The large data set also meant that Bivas-Benita’s team could make many different comparisons between groups of people.
For example, children appear to have a lower risk of developing any lasting symptoms of Covid than adults, while people aged 41 to 60 may be at the highest risk. The risk of shortness of breath was lower in vaccinated people who developed a breakthrough infection compared with unvaccinated people, although the risk of other conditions appeared to be similar. And interestingly, they found no difference in the long-term risk of Covid from infection with the alpha or delta variant compared to the original strain, even though there were only a few months of data on the delta variant at the time.
However, no study is without caveats. Reliance on electronic medical records and official diagnosis codes means that some cases of prolonged covid may have gone undetected. And it’s possible that some people stopped reporting lingering symptoms to their doctors over time. On the other hand, health care in Israel is free and considered to be of high quality, limiting some of the reasons why sick people avoid or stop seeking medical care. And Bivas-Benita points out that people who have contracted COVID-19 may actually be more likely to see a doctor compared to uninfected people, simply because they pay more attention to their health after being infected, “which leads to more reporting and amplification screening for potential covid-related outcomes in these patients.”

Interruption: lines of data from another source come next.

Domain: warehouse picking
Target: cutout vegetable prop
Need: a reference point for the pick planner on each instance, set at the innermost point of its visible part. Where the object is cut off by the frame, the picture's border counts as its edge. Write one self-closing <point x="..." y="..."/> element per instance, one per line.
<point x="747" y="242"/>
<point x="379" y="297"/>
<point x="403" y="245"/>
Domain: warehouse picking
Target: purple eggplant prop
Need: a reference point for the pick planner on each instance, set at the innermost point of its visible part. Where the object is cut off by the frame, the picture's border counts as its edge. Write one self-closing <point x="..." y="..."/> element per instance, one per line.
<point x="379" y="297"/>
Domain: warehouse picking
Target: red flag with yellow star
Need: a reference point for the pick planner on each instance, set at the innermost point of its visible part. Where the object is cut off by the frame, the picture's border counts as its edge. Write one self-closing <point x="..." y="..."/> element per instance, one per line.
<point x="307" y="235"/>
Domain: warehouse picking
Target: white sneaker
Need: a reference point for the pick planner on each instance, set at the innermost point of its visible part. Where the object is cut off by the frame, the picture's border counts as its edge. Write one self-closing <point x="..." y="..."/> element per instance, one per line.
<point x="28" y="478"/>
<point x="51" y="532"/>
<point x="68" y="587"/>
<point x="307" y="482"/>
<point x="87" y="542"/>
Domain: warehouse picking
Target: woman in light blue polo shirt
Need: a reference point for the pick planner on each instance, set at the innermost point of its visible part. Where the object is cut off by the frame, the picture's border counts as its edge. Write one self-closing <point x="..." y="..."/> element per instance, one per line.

On the other hand, a key strength of the study is the ability to compare these cases with a large group of uninfected individuals, which is important because many of the symptoms often associated with long-term Covid can be caused by other causes. As a consequence, these results may also suggest that only a small proportion of mild cases of COVID-19 develop any disease possibly associated with the infection. At the same time, the obtained data do not mean that people did not experience chronic symptoms caused by COVID-19.
“It seems that as long as SARS-CoV-2 is with us, there will be a small proportion of patients who will experience long-term symptoms of this infection,” Bivas-Benita said.
The authors say more research is needed to understand the specific long-term Covid risks posed by the Omicron variant, which has become dominant worldwide since late 2021.
Another important and still understudied area is the impact of reinfections on the risk of long Covid.